Yesterday we started a new sermon series called "The Big Questions." It is what it sounds like. We're going to look at The Big Questions, such as 'Why Is There Evil?' and 'Why Do We Suffer?' and 'What Is the Meaning of Life?'. To be honest, I can't believe it took me this long to do this series. After all, people have been asking these questions for gazillions of years. You'd think I would have done this a long time ago. Heck, once I thought of it I figured every pastor, everywhere would have done a sermon series to answer them.

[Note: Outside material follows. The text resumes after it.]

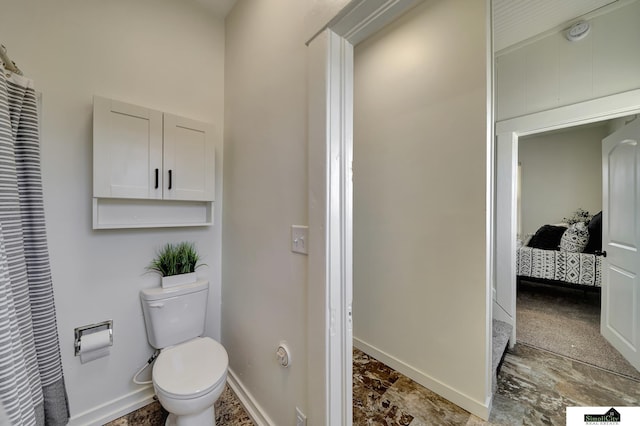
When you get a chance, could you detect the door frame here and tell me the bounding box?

To my knowledge, no one has.

Obviously, someone has. I'm definitely not the first. There has got to be plenty of churches where these questions have been answered. But I don't know of any, and I think in most churches they have not been answered. Not directly, anyway. Not this bluntly. As I've prepared for this series, I've wondered why. Why do pastors shy away from answering these difficult questions? Why have I myself waited so long to do a series like this? Unfortunately, I am at a loss to explain either of these. I don't know why churches shy away from The Big Questions, and I don't know why I am only now answering them in a sermon series.

I suspect, though, that somewhere in the back of my mind is fear that these questions really are unanswerable. That the reason they have existed for so long is because we cannot offer an answer. I can't back this up with any paperwork, but it makes sense. Why would anyone try to answer the unanswerable?

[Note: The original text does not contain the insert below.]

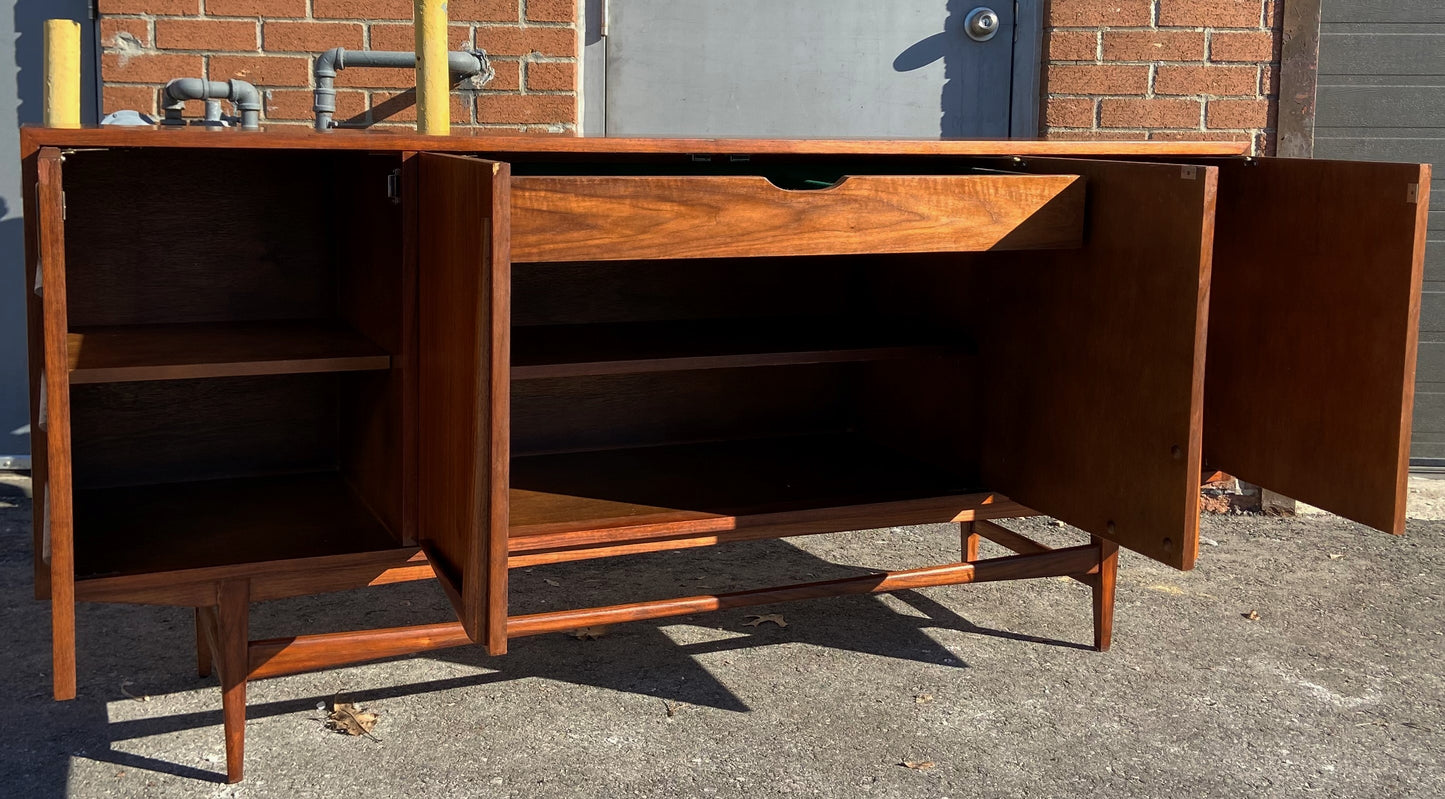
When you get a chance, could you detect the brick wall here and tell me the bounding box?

In my prayer and my meditation in preparation for this series, I've come to the conclusion that these questions are answerable. I don't think I have the perfect, whole, complete answers to them. You'll have to ask God for that. But I do think that there are answers available if we open our mind to what God says. That means filtering out what God does not say, which can be the harder task because of so many things folks take for granted that are not biblical. So we're going to plunge into this series and I'm going to offer what God has shared with me about the answers to these questions. Hopefully we can video the sermons and post them on YouTube. Assuming, of course, that I don't completely blow it. Which is possible, but I'm not worried about it. I'm going to study, listen, and try my best to say what God tells me to say. The answers won't be perfect because I'm not, but I think they will be helpful to folks wherever they are on their journey.

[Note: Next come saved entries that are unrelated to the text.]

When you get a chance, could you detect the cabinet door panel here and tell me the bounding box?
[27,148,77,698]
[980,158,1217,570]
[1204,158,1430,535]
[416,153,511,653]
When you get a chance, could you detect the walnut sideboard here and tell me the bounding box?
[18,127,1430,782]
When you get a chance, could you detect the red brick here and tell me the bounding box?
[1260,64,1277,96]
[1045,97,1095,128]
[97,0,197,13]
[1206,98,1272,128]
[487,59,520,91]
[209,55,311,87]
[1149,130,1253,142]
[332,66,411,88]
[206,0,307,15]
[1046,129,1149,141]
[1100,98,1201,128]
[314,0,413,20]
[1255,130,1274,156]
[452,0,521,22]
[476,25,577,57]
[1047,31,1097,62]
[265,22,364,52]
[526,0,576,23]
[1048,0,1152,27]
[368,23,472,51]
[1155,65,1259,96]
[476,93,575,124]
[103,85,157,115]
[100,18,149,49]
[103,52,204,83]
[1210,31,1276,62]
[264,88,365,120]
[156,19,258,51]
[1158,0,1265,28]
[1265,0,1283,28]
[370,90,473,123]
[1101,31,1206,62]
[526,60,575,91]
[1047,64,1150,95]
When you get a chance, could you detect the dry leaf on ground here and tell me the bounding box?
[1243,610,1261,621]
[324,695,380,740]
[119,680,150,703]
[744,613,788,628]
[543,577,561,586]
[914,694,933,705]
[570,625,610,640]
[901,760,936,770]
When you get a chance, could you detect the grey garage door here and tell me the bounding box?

So here come The Big Questions! Visit our website for upcoming topics.

3 Comments:

At 1:56 AM, June 09, 2009, Anonymous Bryn said...

Sounds like a great idea. These questions are hard to tackle and I think the line between what we know and what we can only guess might surprise some people.

I hope you can do the videos.

 
At 8:03 PM, June 15, 2009, Blogger johncall said...

This comment has been removed by the author.

 
At 8:14 PM, June 15, 2009, Blogger johncall said...

The questions are hard to tackle or near impossible to answer because it is impossible to say that God has a personal, "involved", unconditionally loving relationship with us and at the same time "allows" us to experience pain, suffering and ultimately the possibility of eternal damnation. If the excuse of the loving parent punishing His children is used to explain away the suffering allotted us, then we must also reconsider the "unconditionality" of God's love as claimed by the Christian church. Then comes the next question of the nature of God's relationship to His creation.
If it is really God's will that all be saved then why doesn't He just use his sovereignty to supersede the natural law of free will (that He created himself) and just save us?
Once we experience the fullness of His love eternally, we would be grateful for our new found state, in comparison, even if we didn't believe He existed. Saying however, that suffering is necessary to know the difference, also brings into to question the claimed unconditionality of God's love.
This contemplation in and of itself threatens Christian indoctrination and is probably why it is taboo. Once Christians in mass consider these questions deeply, the conclusion would probably be drawn that the bible doesn't have all the answers and it would discredit it as a reliable source for constant unwavering truth.